The identity involves going through real numbers to get the integer result, and if you're using floating point or fixed point calculations, you need a good amount of accuracy to get the correct integer out, which also won't be the fastest thing. Using https://en.wikipedia.org/wiki/Fibonacci_number#Matrix_form you can get a different way to calculate Fibonacci numbers recursively, which involves far fewer computations.
Fundamentally, the thing to do is to understand the N-th Fibonacci number as a + b, where φ^N = a + b * φ, where a and b are natural numbers and φ^2 = φ + 1.
It's not important to understand phi as a floating point value; we can just work in the abstract arithmetic where we've added to the natural numbers a new entity phi defined to satisfy φ^2 = φ + 1 (just like complex numbers are the abstract arithmetic where we've added to ordinary arithmetic an i defined to satisfy i^2 = -1).

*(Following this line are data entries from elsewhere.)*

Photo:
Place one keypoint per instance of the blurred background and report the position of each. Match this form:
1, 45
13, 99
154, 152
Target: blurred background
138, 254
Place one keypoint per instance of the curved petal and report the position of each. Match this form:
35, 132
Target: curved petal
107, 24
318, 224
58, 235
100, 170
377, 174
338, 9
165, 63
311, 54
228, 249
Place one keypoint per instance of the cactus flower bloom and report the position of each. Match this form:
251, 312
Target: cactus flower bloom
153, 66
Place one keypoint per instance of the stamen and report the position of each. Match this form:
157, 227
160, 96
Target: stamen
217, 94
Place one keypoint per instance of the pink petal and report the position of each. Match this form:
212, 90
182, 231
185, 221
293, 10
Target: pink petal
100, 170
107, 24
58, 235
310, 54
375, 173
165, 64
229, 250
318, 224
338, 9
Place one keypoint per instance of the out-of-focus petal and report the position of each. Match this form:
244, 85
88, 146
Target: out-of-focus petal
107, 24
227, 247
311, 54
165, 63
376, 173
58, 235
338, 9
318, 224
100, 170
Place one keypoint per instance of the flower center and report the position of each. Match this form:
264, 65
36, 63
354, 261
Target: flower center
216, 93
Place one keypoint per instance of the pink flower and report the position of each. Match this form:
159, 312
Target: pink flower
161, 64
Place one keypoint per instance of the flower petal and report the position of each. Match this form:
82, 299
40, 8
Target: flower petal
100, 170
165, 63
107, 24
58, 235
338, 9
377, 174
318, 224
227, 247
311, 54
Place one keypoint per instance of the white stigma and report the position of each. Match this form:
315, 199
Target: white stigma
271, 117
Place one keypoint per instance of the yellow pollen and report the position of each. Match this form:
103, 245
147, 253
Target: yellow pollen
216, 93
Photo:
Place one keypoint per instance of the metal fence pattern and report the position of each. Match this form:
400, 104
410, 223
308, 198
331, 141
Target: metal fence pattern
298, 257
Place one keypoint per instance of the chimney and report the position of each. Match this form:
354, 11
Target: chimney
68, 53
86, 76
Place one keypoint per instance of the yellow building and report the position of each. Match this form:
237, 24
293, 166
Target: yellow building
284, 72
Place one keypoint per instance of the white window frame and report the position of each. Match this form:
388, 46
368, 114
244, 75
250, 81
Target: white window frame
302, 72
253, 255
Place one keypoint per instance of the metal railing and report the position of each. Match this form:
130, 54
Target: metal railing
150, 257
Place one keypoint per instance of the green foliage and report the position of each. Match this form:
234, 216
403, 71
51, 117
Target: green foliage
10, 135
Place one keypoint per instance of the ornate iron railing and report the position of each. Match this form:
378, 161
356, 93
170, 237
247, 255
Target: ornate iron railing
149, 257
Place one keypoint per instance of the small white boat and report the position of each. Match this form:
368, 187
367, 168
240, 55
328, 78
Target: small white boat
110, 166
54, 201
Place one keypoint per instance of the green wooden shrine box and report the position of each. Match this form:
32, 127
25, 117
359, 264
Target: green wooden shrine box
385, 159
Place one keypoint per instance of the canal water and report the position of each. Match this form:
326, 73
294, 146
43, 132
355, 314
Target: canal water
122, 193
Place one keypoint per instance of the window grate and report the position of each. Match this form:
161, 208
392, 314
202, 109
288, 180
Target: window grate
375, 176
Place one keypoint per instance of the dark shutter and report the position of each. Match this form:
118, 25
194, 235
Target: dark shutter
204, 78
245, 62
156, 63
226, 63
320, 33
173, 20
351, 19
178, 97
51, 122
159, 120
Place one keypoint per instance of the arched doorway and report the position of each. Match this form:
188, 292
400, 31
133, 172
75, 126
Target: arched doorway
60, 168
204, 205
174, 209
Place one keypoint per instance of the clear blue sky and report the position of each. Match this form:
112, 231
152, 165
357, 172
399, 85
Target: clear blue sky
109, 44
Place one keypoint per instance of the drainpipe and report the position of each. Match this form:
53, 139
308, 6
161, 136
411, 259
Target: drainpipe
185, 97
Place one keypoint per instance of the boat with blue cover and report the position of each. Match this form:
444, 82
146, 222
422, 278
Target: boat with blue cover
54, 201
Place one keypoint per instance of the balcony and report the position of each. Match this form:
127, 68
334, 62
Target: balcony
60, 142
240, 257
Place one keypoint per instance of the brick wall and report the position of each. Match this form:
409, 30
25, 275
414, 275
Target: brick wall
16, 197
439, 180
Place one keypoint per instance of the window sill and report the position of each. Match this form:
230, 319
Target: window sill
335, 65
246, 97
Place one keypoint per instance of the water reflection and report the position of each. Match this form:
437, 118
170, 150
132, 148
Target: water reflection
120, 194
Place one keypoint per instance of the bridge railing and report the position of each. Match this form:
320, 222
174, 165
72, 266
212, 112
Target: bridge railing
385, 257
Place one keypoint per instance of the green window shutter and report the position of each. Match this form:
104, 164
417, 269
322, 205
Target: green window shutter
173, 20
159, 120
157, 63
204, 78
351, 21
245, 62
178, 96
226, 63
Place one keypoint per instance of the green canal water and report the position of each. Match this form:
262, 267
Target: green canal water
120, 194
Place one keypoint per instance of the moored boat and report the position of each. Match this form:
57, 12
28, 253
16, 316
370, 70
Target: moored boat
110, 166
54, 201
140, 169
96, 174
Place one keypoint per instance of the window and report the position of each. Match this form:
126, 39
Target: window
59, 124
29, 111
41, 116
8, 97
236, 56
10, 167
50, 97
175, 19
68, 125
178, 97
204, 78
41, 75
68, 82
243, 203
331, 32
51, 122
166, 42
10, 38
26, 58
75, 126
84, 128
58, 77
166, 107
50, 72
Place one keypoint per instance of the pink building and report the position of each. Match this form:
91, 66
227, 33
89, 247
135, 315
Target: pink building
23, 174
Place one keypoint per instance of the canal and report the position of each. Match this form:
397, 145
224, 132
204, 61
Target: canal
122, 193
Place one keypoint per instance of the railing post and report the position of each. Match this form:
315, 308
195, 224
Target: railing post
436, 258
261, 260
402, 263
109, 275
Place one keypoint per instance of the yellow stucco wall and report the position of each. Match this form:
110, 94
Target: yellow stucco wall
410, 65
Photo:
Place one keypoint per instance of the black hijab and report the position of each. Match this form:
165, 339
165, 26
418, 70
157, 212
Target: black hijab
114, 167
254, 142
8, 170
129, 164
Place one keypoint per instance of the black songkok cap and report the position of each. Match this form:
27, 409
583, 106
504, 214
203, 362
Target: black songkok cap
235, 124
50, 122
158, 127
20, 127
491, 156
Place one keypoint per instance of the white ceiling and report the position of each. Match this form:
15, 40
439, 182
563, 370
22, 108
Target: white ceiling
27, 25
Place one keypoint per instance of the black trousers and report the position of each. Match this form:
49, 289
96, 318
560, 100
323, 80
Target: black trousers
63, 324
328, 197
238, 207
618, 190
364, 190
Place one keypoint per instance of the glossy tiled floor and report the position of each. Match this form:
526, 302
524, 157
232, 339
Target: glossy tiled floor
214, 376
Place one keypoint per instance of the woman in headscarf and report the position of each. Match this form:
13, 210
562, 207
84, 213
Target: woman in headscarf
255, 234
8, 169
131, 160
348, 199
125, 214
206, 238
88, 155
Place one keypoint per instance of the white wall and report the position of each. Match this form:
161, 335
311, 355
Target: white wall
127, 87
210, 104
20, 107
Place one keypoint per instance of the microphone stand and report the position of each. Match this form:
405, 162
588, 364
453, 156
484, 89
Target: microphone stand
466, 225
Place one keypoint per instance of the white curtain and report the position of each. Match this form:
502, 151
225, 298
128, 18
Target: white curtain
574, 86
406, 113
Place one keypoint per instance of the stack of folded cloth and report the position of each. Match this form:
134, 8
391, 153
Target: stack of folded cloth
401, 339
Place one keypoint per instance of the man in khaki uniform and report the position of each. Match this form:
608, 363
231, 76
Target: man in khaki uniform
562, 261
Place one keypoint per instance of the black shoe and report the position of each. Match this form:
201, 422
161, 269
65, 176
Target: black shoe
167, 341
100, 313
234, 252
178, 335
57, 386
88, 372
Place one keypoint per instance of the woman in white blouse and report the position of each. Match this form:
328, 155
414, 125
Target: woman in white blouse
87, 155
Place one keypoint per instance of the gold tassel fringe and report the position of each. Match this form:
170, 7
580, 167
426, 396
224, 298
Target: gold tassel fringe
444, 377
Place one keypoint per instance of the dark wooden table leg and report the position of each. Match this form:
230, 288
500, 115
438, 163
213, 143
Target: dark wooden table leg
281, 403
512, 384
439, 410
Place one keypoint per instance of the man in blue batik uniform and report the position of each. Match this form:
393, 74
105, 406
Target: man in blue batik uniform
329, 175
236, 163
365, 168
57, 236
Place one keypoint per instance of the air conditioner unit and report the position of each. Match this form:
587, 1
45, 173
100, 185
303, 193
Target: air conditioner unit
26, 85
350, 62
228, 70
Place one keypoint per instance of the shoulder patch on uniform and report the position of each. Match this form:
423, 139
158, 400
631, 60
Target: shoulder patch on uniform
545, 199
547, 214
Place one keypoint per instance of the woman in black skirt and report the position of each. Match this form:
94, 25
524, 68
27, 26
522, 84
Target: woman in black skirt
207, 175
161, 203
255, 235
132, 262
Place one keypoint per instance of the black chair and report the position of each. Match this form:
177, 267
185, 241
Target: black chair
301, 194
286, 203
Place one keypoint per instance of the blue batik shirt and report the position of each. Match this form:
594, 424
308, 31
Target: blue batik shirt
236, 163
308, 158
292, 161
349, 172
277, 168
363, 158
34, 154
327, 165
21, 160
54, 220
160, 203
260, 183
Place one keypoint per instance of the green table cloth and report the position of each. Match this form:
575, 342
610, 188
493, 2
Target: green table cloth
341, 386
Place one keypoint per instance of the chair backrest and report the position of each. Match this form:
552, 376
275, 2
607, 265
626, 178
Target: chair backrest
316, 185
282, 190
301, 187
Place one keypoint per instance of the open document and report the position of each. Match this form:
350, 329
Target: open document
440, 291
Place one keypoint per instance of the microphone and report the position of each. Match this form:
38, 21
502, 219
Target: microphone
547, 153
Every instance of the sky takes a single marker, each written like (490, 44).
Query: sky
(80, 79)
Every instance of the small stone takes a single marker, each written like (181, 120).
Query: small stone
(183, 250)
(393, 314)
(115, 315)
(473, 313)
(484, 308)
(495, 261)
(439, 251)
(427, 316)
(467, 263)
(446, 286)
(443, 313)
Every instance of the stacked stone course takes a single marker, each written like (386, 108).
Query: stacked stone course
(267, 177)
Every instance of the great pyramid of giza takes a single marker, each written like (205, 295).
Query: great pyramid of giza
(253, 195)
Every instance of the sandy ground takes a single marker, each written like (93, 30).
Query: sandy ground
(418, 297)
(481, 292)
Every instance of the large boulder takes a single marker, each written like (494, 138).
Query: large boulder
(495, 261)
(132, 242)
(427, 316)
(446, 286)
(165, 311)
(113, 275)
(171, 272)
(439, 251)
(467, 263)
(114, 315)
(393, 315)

Call these Fomplex numbers; a Fomplex number a + b * φ amounts to just a pair of natural numbers, and it's easy enough to add and multiply them with natural number arithmetic. To calculate the N-th Fibonacci number, just calculate φ^N and add together its coefficients, as noted. As for how to efficiently calculate φ^N, use the usual addition chain approach to exponentiation (e.g., "repeated squaring"), thus getting a result in Θ(log N) many additions and multiplications.
This is incidentally the same as the matrix approach, essentially, but perhaps a cleaner perspective on it; at any rate, it is a way of thinking which will serve as a useful tool in your back pocket for other general problems about linear recurrences.
How neat! Among its properties not the least interesting is that it has finally convinced me that the initial condition f(0) = f(1) = 1 is not arbitrary but perfectly natural.
Ah, but actually that part is still a little arbitrary. This technique is fully general; variants describe ANY linear recurrence with ANY initial values. In particular, the Nth value of the Fibonacci-type sequence with 0th value x and 1th value y is xa + yb where a + bϕ = ϕ^N. I just happen to have chosen the weights x and y to both be 1 in that discussion.